WITH summer looming close on the horizon, residents in Spain keen to get to the beach or use their urbanisation pool as soon as it does, and northern Europe eager to get to Spanish shores for a sunny holiday, a thorough investigation of how the 'new' Coronavirus interacts with sand, sea and chlorinated water is set to be key to finding out whether normality can resume sooner or later.

The National Research Council (CSIC) was commissioned a week ago by the Spanish Institute for Quality in Tourism (ICTE) to carry out an exhaustive study on these hitherto unanswered questions.

It has now revealed its findings, and a lot of it could be good news – although procedures need to be set up to keep everyone as safe as possible.

Talks have been ongoing about what to do, but nothing is official and some of it seems unworkable – 'shifts' for using communal or public pools could be impractical, and setting up metacrylic screens on beaches has been ruled out as bathers between them would literally fry.

Beaches should be open for general use by the time the country enters into 'Phase 3', the final stage of 'recovery', but swimming pool openings have not been confirmed as yet.

Still, the CSIC's 17-page report on whether the SARS-CoV-2 virus can survive in water, on sand, or even in sea breeze, based upon scientific evidence currently available, should help the health authorities come to a decision soon.

The CSIC starts by recalling that the main transmission channels are person-to-person contact, and through the droplets emitted when an infected person coughs or sneezes.

For this reason, it continues to recommend social distancing on beaches and near pools.

The institution has confirmed there is 'no evidence' of the presence of any type of Coronavirus in mains water, but that it is possible for traces of it to survive in waste water.

 

Sea water

According to the CSIC, there is 'no scientific evidence' that the virus can survive in salty water, and salt has been shown to be 'an effective biocide', or capable of killing off viral particles.

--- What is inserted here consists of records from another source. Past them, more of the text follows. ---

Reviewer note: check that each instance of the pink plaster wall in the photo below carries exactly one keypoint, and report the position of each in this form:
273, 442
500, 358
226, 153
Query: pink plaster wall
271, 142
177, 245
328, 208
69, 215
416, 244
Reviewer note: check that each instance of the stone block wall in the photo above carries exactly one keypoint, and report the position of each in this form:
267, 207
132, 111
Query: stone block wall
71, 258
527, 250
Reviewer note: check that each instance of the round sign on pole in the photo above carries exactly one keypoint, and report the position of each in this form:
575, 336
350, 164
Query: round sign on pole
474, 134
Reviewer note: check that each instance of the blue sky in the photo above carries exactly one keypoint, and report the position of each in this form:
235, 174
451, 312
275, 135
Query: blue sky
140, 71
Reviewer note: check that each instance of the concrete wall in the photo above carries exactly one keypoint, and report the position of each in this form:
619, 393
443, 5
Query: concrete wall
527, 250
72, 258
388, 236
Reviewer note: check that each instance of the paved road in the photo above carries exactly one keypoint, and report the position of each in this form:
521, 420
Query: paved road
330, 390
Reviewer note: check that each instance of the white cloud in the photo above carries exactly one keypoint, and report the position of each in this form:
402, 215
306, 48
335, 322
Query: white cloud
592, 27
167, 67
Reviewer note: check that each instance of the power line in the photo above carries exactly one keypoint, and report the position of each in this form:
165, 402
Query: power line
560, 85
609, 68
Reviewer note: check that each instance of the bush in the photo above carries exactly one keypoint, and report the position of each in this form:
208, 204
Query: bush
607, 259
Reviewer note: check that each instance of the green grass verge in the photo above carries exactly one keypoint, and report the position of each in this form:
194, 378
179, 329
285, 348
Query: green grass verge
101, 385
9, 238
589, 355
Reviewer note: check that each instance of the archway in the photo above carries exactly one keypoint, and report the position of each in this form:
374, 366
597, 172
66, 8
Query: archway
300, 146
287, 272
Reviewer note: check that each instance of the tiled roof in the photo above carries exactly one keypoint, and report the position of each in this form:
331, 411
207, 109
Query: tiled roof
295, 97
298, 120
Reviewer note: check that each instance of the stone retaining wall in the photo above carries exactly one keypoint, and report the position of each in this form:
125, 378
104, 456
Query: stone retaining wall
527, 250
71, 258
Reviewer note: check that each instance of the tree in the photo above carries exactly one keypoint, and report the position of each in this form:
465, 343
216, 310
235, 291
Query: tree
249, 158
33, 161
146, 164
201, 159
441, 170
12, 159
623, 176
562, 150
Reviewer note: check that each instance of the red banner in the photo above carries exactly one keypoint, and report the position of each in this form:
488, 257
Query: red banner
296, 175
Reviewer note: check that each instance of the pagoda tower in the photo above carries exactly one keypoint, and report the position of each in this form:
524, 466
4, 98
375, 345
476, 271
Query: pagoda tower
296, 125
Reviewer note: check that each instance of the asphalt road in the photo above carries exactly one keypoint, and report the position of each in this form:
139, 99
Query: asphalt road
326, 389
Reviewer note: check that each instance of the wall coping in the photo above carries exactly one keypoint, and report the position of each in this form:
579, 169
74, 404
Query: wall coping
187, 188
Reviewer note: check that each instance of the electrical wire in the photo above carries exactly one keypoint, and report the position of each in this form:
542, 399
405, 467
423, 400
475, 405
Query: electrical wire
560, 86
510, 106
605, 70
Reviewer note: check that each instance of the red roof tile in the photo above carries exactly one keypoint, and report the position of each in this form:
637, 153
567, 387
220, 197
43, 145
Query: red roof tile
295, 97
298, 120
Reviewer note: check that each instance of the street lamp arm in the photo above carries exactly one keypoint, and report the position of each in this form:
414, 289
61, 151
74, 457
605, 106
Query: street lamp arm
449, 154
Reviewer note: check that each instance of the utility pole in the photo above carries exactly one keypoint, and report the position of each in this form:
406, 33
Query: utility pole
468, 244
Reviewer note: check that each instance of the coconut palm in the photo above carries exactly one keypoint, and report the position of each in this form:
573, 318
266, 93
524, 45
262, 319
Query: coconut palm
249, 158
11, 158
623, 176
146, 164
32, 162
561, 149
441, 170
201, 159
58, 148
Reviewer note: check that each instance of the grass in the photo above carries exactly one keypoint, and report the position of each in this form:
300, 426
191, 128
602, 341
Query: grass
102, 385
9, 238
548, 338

For this reason, it believes the SARS-CoV-2 is unlikely to be present, or in enough quantity, to pose a risk in sea water, and that the probability of its being transmitted this way is 'very limited'.

This said, the virus could reach the sea through waste water pumped into it.

However, if it is treated properly beforehand, its harmful effects are expected to be limited.

Waste water becomes diluted when it is pumped into the sea, and the salt in the water neutralises it, meaning as long as it is treated correctly at the sewage plant, it does not pollute – there is no need to worry that you're swimming in a giant toilet when you go for a dip off the coast.

“Sodium chloride filters have been shown to be highly effective in deactivating the influenza virus, independently of their subtypes and their capacity to be stored in adverse environmental conditions,” says the report.

“This could probably be extrapolated to a wide spectrum of pathogens in the air that cause epidemics and pandemics of respiratory diseases.”

 

Sea breeze

Given that the SARS-CoV-2 virus enters the human body via others' airborne fluids, scientists researched whether the spray caused by waves breaking and transported in the coastal breeze would be capable of transporting it to humans.

“Neither the World Health Organisation, nor the Center for Disease Control and Prevention in the USA, nor the local health agencies in the USA or in other countries have warned that the virus could propagate itself via coastal or sea breeze,” the report assures.

So, there's no apparent danger of 'breathing it in' just by sitting on the beach.

 

Beach sand

In theory, sand on beaches could indeed be contaminated by the virus, either through contact with infected bathers, or by waste water.

The CSIC says the transporting of the virus via waste water is 'fairly limited', although it could be deposited on sand through droplets from infected bathers coughing or sneezing, or even through other bodily secretions such as urine, faeces or spit.